Security Architecture in J3061
J3061, published by SAE, is the most recent of the standards we take into account, and the version that we reference is the draft published in 2016. In this standard, the creation of software architecture begins with "Refine Functional Cybersecurity Concept into Technical Cybersecurity Concept" (Section 8.4.3), and in turn the isolation of specific functions is important for this. The following is used as an example: “Isolation/partitioning of systems that have external access (e.g. Wi-Fi, Bluetooth, OBD) from safety-critical systems and systems that can have important impacts on the operation of the vehicle.” The software architecture is then subjected to a threat analysis with regard to confidentiality, integrity and availability (Section 8.6.3) and analysed for vulnerability and threats. Section 8.6.4 specifies STRIDE, ASF, and DREAD as possible tools to help with threat categorisation.

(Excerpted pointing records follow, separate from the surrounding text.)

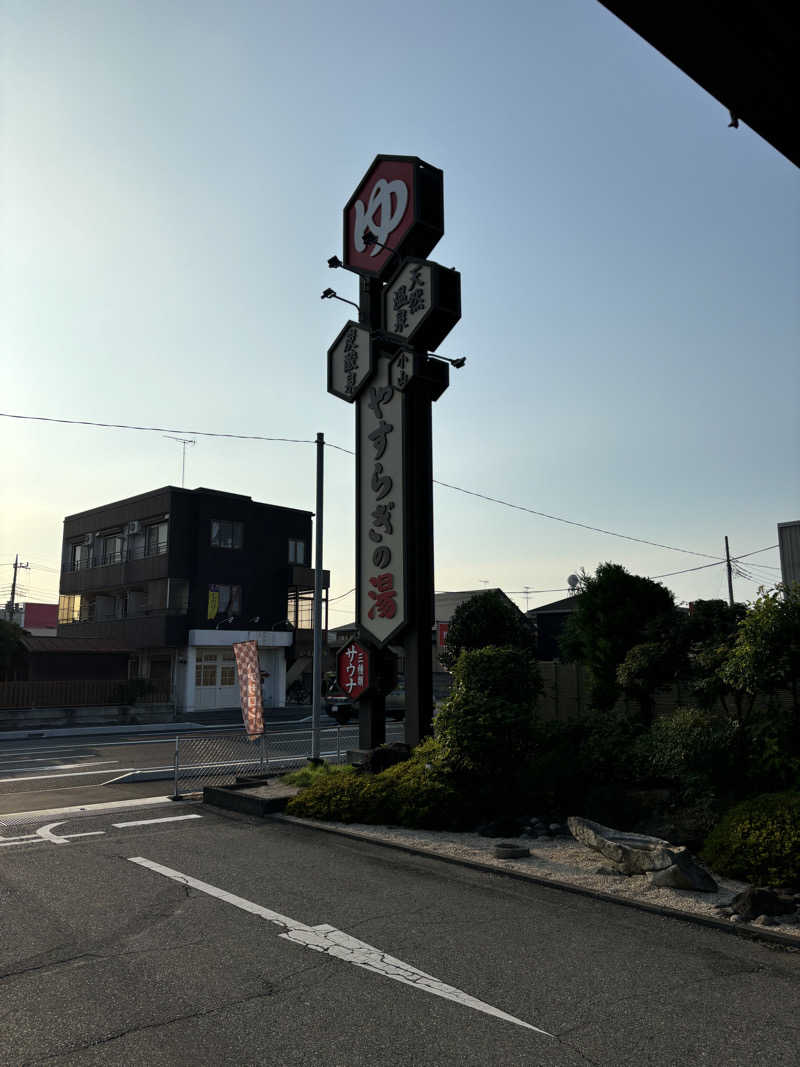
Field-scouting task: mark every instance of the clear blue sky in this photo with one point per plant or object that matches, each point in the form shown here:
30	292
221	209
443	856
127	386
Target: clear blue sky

Common Features and Outlook
In this consideration of requirements for software architecture, we have primarily restricted ourselves to the security architecture on the left-hand branch of the V-model. It is clear that compliance with these requirements simplifies not only the design process, but also the testing/vulnerability analysis.
We have noted that all standards relevant to the IoT that we have investigated (Common Criteria/ISO 15408, IEC 62443, EDSA/SDLA/SSA and J3061) require a security architecture that provides isolation, resource management and information flow control between security domains (also known as "zones" or "partitions").
When considering material consumption (e.g. one control unit per security domain), this kind of architecture with clear, bypass-proof separation of tasks seems costlier at first glance. However, material consumption can be controlled via virtualisation as follows:
- With regard to network virtualisation, new developments in load-balanced real-time network standards are particularly interesting (e.g. TSN, IEEE 802.1 Qbu/Qbv), as these enable secure separation of wiring.
- With regard to CPU virtualisation, the MILS concept, which originates from the security-sensitive and material-sensitive avionics sector, has been becoming increasingly popular in recent years.
In a MILS system, the example shown at the beginning in Figure 2 would appear as shown in Figure 3.
When implementing a MILS system as shown in Figure 3, the isolation, resource management and information flow control as required by the Common Criteria, IEC 62443, EDSA, and J3061 is provided by a separation kernel. The partitions created by a separation kernel form the basis for security domains in IoT devices which use a MILS architecture.